In 2004 Night Watch broke box office records in Russia and did quite well in other parts of the world. In 2006, the sequel, Day Watch, did even better. However, it is very Russian in tone and atmosphere, which makes it rather difficult for non-Russians to appreciate.
And, then, it is edited in a way that goes against the more solemn, slowly-paced Russian cinema tradition. Its director comes from commercials and music videos and is a master at the swift cut editing style, so that the film races ahead - and one needs to concentrate on who is who, who is good and who is bad and what is happening. This is a film of visual, effects and technological flair.

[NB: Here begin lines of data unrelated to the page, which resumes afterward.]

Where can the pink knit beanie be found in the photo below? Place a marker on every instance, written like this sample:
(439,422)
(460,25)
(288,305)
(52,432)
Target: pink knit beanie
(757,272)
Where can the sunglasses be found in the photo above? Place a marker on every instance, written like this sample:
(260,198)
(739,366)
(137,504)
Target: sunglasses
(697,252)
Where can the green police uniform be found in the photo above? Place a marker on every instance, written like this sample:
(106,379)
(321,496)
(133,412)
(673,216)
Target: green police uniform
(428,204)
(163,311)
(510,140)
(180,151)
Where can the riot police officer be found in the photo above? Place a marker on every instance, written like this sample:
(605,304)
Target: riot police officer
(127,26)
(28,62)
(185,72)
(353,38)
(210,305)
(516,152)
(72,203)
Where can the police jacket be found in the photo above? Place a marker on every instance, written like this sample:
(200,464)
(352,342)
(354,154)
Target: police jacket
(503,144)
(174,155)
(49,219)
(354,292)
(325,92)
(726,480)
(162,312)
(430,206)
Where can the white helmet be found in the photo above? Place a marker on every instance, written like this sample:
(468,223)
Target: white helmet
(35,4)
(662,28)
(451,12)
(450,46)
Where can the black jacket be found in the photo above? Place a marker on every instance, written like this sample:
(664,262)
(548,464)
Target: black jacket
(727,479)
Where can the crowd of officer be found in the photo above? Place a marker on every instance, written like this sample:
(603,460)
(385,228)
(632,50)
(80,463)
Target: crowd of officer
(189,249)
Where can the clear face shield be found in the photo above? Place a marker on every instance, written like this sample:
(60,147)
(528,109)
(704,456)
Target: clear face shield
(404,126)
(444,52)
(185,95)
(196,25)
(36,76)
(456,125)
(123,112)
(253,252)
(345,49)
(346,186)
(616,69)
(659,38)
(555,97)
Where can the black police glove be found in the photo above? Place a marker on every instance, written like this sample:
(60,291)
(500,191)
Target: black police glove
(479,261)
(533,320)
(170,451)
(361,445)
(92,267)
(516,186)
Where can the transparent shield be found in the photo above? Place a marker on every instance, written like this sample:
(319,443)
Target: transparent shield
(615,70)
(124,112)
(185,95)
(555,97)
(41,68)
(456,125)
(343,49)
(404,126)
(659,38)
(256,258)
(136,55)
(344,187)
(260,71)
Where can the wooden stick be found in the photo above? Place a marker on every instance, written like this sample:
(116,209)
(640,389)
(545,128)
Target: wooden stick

Based on a series of novels by S who has adapted them for the screen, the basic plot is the confrontation between good and evil. A parallel from the English-language cinema is the Underworld series.
The film opens with some spectacular scenes of the Mongol chief Tamerlane, his invasions and sieges but, more particularly, his gaining of a piece of chalk (why chalk?), the Chalk of Destiny which one can use to change history and destiny. The vampire powers of darkness are after the Chalk but their leader wants blood spilt by the Night Watch so that apocalyptic destruction can be achieved (quite spectacular when it does).
What follows is a battle between good and evil in the forms of those who are good with special powers (the Night Watch) and the descendants of vampires (the Day Watch). All the activity goes on against a background of seedy Moscow locations as well as a grand hotel with characters moving in and out of zones as they try to outwit each other. It is set in the Communist era since the sunshine ending is in 1992.
If you do not become involved (a risk because of the film's being difficult to follow at times), then it will be a long two hours. For those on this fantasy wavelength and interested to see how the Russians do it, no worries.